In one corner a door lies half open, and behind it a narrow flight of stairs runs upward to a turret chamber above, – a tiny stairway, heavily balustraded and uncarpeted, that creates in one a mad desire to ascend and learn the secrets that may lie at its top.
Miss Peyton, scarce noticing the monkish refectory, runs to the stairs and mounts them eagerly, Sir James following her in a more leisurely fashion.

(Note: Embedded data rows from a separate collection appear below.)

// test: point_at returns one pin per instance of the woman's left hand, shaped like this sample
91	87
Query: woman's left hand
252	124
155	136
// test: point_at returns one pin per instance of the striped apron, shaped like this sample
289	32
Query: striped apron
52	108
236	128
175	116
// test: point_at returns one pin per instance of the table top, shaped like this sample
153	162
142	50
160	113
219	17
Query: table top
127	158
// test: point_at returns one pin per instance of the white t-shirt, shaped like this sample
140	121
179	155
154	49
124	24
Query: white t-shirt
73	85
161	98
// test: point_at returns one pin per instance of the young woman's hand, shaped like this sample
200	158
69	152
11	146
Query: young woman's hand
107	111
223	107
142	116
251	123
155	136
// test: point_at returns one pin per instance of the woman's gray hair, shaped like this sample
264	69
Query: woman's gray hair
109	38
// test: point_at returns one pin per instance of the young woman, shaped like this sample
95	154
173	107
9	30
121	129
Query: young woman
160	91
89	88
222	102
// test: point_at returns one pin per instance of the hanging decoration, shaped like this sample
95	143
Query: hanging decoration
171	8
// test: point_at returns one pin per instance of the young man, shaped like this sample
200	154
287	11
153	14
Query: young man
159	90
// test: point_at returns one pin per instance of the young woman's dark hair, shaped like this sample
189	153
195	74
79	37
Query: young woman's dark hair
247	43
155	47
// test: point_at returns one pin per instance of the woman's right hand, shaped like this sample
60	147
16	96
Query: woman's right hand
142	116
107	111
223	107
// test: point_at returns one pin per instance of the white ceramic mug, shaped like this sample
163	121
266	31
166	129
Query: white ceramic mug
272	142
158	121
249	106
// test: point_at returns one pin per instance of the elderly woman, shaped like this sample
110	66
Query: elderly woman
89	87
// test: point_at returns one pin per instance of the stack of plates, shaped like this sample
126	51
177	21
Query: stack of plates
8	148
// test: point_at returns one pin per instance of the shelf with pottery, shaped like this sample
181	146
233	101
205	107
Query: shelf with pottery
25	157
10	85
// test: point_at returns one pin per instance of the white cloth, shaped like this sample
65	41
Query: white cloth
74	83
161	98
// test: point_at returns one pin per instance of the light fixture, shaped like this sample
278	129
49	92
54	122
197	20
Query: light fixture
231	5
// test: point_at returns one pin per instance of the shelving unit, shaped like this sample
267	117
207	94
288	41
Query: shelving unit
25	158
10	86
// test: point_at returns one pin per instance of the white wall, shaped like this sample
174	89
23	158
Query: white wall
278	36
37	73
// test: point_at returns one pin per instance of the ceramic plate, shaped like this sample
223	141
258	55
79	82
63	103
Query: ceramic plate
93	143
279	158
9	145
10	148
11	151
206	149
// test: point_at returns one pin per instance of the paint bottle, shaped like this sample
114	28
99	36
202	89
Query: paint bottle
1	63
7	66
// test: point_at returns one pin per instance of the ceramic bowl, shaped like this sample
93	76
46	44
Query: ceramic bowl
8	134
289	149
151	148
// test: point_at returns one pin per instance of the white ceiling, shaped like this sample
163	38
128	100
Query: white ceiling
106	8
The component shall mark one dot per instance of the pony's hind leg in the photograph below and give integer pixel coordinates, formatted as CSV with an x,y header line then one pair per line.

"Now for my own room," she says, with some degree of quickness in her tone. She reaches the turret chamber as she speaks, and looks around her. It is quite a circle, and apparently of the same date as the one they have just quitted. Even the furniture, though of lighter make and size, is of a similar age and pattern. Ugly little chairs and unpleasantly solid tables are dotted here and there, a perfect wealth of Old-World work cut into them. Everything is carved, and to an unsympathetic observer it might occur that the carver must have been a person subject to fiendish visions and unholy nightmares. But no doubt the beauty of his designs lies in their ugliness, and his heads are a marvel of art, and his winged creatures priceless!
The high chimney-piece is en rapport with all the rest, and scowls unceasingly; and the very windows – long and deep – have little faces carved on either side of them, of the most diabolical.